Wednesday, May 30, 2018

Catching up

I've started sorting the contents of the boxes that have been in storage since July 2014 when my husband and I left Massachusetts for Arizona. There are at least 30 of them. Thirty boxes of journals, books, art supplies, framed artwork and more!

Today I opened my fourth box. Inside I found some treasures.

There was a necklace I had made with clay faces in shades of blue bought here, in Vermont, years ago, even though I was not a blue girl. I'm wearing it now with my navy tank top and shades of blue flannel. A prescient purchase?

There were many, many, many paint brushes. Some were not stored well and/or just got used up to their potential. I actually threw those away. I saved some great old favorites though: Grumbacher , Utrecht, Crayola:-) Some for me, some for the little ones I hope will visit us some day.

And in another box, in the box, there were some stones from the beach in Giardini Naxos, Sicily.

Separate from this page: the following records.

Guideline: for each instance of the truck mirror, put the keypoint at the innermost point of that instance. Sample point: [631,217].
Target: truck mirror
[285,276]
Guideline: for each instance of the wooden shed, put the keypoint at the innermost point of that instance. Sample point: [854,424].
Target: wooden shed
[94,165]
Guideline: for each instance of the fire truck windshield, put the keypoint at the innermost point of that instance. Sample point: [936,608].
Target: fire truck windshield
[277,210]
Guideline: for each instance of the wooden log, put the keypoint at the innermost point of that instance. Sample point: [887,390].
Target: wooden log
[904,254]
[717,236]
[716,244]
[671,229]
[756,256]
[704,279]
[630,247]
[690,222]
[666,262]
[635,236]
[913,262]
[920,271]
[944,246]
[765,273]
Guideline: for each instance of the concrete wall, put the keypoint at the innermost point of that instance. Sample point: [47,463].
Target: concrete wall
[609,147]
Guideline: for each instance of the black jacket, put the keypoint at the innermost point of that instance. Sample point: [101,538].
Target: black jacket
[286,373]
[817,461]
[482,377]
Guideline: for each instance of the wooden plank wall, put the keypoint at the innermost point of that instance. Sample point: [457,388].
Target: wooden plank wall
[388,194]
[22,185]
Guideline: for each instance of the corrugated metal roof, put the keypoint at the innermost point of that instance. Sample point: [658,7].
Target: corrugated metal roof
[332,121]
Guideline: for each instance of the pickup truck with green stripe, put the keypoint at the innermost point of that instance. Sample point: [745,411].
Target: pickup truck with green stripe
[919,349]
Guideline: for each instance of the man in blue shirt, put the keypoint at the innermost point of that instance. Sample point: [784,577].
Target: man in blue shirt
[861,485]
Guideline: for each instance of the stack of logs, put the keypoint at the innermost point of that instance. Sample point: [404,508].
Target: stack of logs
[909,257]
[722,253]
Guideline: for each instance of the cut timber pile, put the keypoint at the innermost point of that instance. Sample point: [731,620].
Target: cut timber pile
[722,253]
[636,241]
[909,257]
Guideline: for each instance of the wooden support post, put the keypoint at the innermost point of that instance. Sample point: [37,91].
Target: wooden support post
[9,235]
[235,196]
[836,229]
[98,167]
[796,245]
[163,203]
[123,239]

Most of them were former clay tiles, dumped into the sea by contractors, tossed in the waves and returned to the beach polished smooth. Remnants of artists' designs still singing from them. Our bags, my friend Beverly's and mine, were heavy that summer. We used the tiles to try our hands at mosaic making. Me, I mortared them into the recessed top of a table from the Salvation Army store and lined a wooden serving tray for a friend.

Today I placed a few of the tiny tile stones in the flower boxes Russ and I built that hang on the porch. The rest of the stones I threw over the railing to join others from the brook and the local gravel pit that make a path to the back door.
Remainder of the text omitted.